Their perfectly good refrigerator needs to be changed because they cannot connect it to the WiFi and have it dispense the exact amount and temperature of water or know what is inside by checking their App.
And the cars are no different now!
Hervé L'Eisa
The elephant in the room is the proposed further expansion of the Surveillance State.
Some folks are all too willing to give away freedoms (especially others' freedoms) for a little bit of "safety".
Way too much tracking already!
Desert Tortoise
May I share my personal experience on a citizens tax oversight committee in my city that was overseeing a sales tax increment dedicated to "streets and police".
35-40 years ago gas tax revenues were sufficient to cover most highway funding short of new construction of freeways. Today gas taxes cover less than half of that cost. A major reason for that is better fuel economy. Most gas taxes are applied in units of currency per unit of fuel. Cents per gallon in the US. Euros per liter, Yen per liter, etc. elsewhere. A driver might drive the same distance every year but as this notional driver replaces older cars with newer cars that feature lower fuel consumption, that driver is effectively paying fewer cents per mile towards highway maintenance. The same is true of the heavy truck fleet btw. There have been big improvements in fuel economy for those big semis on the highway.

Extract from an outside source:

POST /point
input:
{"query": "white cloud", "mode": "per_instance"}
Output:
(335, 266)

"Raising taxes" is universally hated, but people often do not even notice when their effective tax rate has declined, which is really the case with highway fuel taxes. Now most highway maintenance and construction funding comes from general funds instead of from dedicated fuel taxes, but that puts highway maintenance in competition with other funding priorities that depend on the general fund for their revenue, in particular education funding but also things like flood control and and public safety.
Antiquesaving
You make some very good points.
But here are a few not listed.
Do you the environmental movement, more and more money is being spent on creating bike lanes and no car zones around North America, Europe and even Japan.
Now how is this being paid for? Well the fuel taxes because these lanes are still included as "road ways".

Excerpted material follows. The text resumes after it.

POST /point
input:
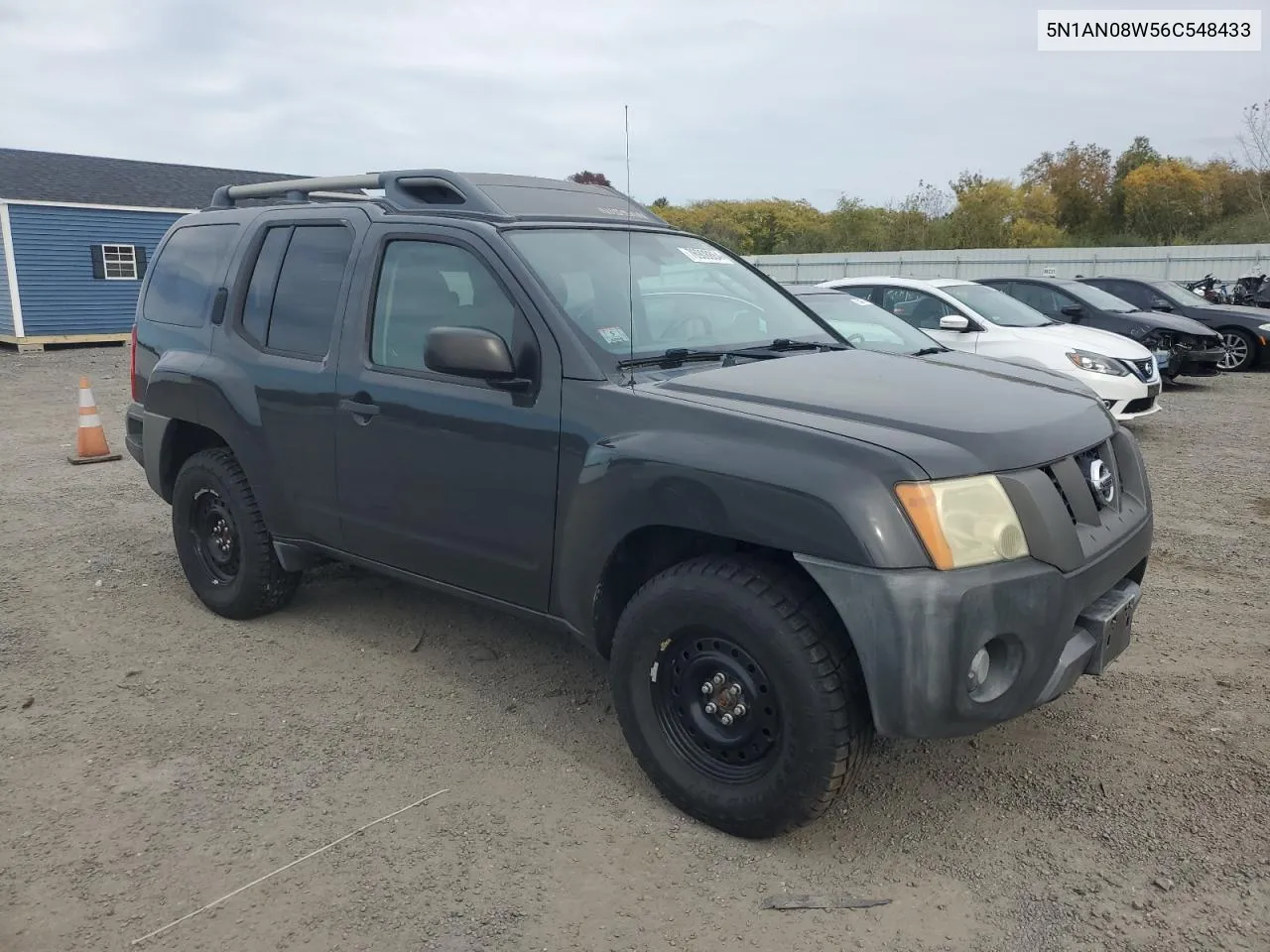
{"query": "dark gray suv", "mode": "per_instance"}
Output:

Many here and certain politicians and businesses are banking on less car ownership more share vehicles.
So lower fuel revenue, less vehicles, more EV (even if miles/km taxed).
Where is the money to maintain these roads going to come from?

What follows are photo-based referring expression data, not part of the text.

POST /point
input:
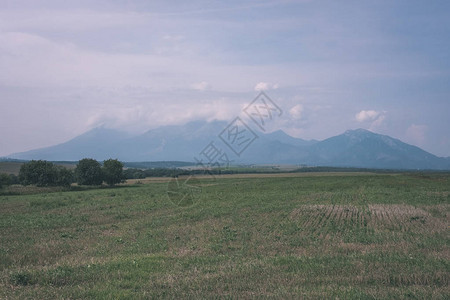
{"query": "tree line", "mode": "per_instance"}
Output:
(87, 172)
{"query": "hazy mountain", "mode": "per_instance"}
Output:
(362, 148)
(354, 148)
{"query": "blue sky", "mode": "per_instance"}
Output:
(135, 65)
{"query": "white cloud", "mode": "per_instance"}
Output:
(265, 86)
(201, 86)
(373, 117)
(367, 115)
(416, 134)
(174, 38)
(296, 111)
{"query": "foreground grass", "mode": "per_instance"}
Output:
(345, 236)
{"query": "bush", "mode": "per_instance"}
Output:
(5, 179)
(89, 172)
(112, 171)
(38, 172)
(44, 173)
(64, 177)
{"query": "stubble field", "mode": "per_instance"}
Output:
(339, 235)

The government can't tax fuel if EV become the dominant cars, they could never tax distance enough, that would only make people avoiding using their cars.
So taxing cars is archaic especially in places where cycling is becoming a more preferable mode of transportation!
What next, tracking devices built into bicycles so the government can tax them?
Cities in Canada are now taxing property owners to make up the shortfall with small cities having $ 9,000 a year tax on a $500,000 home (this used to be $3,000 )
The age of taxing cars/fuel is over and a more equitable system needs to be put in place.
TaiwanIsNotChina
Unless you live in a petrostate, that's how governments ARE funded.
Desert Tortoise
Precious few commute and do their shopping by bicycle, even in China (been there enough times to know). People have to arrive at work looking presentable and not smelling like a stale sock, soaking wet from rain or half frozen by snow. Motorized transport of some form is how most people get around, whether by car, motorcycle, scooter or public transportation. The bicycle lane argument doesn't go very far. Our city's bike path was paid for out of general funds, not highway funds. I know because I was there and part of the decision on that city council.
1glenn
Last year 19% of the personal vehicles sold here in California were zero emission EVs, which by definition don't pay gasoline taxes. By 2030 over half the vehicles sold every year will be zero emission, and by 2035, nearly 100%. So, it makes sense for the government to start thinking about how to continue funding for roads, as gasoline taxes decline.
As a retiree, driving very few miles, either method of taxation will have a minimal effect on us. If I were still driving many tens of thousands every year, that would be a different story.